Читаем Through the Darkness полностью

Here in Sulingen, the snow that stuck on the ground was gray, ranging toward black. So much of the city had burned as the Algarvians battled block by block to seize it from King Swemmel’s men. Trasone turned to Sergeant Panfilo, who stood a few feet away. He waved a magnificent, all-encompassing Algarvian wave. “It’s ours at last!” he shouted. “Isn’t that bloody fornicating wonderful?”

“Oh, aye, it’s terrific, all right.” Panfilo pointed east. “We still haven’t got quite all of it.” Fresh smoke rose from the pockets where Unkerlanter soldiers still stubbornly hung on. The sergeant turned away from them, back toward the parts of Sulingen the Algarvians had won. Fresh smoke rose from them, too, here and there--Unkerlanter dragons and egg-tossers kept reminding the Algarvians the war went on. Panfilo gestured in disgust. “It wasn’t supposed to be a fight about Sulingen. We were supposed to take this place and then go on to the cursed hills and the cinnabar in them.”

Trasone spat. “You know that. I know that. Nobody bothered to tell the stinking Unkerlanters.”

“Now, boys!” That was Major Spinello’s cheery voice. Trasone didn’t know how the battalion commander did it. Had he not known better, he would have suspected Spinello of keeping his spirits up with nostrums and potions. But even food had a hard time coming into Sulingen, let alone drugs. Spinello went on, “Aren’t you proud of our magnificent victory?”

“One more victory like this and we won’t have any soldiers left at all,” Trasone answered. Spinello didn’t mind if his soldiers spoke their minds. He always spoke his.

Panfilo said, “Even if we do finally clean out the Unkerlanters, we won’t be able to cross the Wolter and get into the Mamming Hills till spring. That’s not how it was supposed to work.”

“How many things do work out just the way you want them to?” Spinello asked. “I can only think of--” He stopped, a surprised look on his face. In normal, conversational tones, he said, “I’ve been blazed.” He crumpled to the snow- and soot-streaked ground.

“Sniper!” Trasone screamed as he threw himself flat. Panfilo also lay on the ground; he was shouting the same thing.
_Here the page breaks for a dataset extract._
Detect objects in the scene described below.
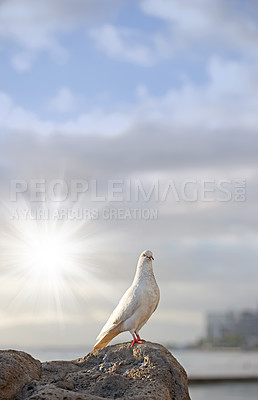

Trasone crawled over to Major Spinello and started to drag him off toward some rubble nearby. Panfilo helped. “How bad is it, sir?” Trasone asked.

“Hurts,” Spinello answered. When the two soldiers dragged him over a broken brick, he began to shriek.

Once they got him behind the wreckage--so the Unkerlanter sniper, wherever he was, would have a harder time getting a good blaze at any of them--Trasone and Panfilo examined the wound. It went through the right side of Spinello’s chest and back. The major kept on shrieking and writhing while they looked him over. Trasone took that in stride. He’d helped too many wounded men to do anything else.

“Through the lung,” Panfilo said. “That’s not good.”

“No,” Trasone said. “But he’s not bleeding too much, the way they do sometimes. If we can get him out of here and the healers can slow him down and work on him, he’s got a chance. He’s an officer, and he’s a noble--if we can haul him out of here, they’ll sure as blazes sling him under a dragon and fly him off.”

“All right, let’s try it,” Sergeant Panfilo said. “He’s not a bad fellow.”

“Pretty fair officer,” Trasone agreed as each of them draped one of Spinello’s arms over his shoulder. “Of course, if it was you or me, we’d take our chances right here in Sulingen.” Panfilo nodded. They both scrambled to their feet and hauled Spinello off toward the closest dragon farm, a few hundred yards from the Wolter. Perhaps mercifully, the wounded major passed out before they got there.

“We’ll get him away,” the chief dragon handler promised. “He’s not the first one that stinking sniper’s nailed. Somebody ought to give the whoreson what he deserves.” The Algarvian slashed a forefinger across his throat to show what he meant.

“Where are our snipers, the lazy buggers?” Trasone grumbled as he and Sergeant Panfilo made their way toward the front once more.

“We’ve got a good one in that Colonel Casmiro,” Panfilo answered. “He’s sent dozens of Swemmel’s men down to the powers below. They say he learned his business hunting big game in Siaulia.”

“Maybe so,” Trasone said, “but the tigers and elephants and what-have-you don’t blaze back. It’d be a lot easier if the Unkerlanters didn’t.”

They were both crawling by the time they got to the place where Spinello was blazed. Trasone wasn’t so cold as he had been the year before. This time, warm clothes had got to the men before snow started falling. He wished that had happened the year before. He and Panfilo also wore white smocks not much different from those King Swemmel’s men had.

That evening, a couple of squads of Unkerlanters sneaked out of their pocket and prowled among the Algarvians, doing all the damage they could till they were hunted down and killed. When the wan sun of fading autumn rose in the northwest, Trasone was running on wine and fury, for he hadn’t had any sleep.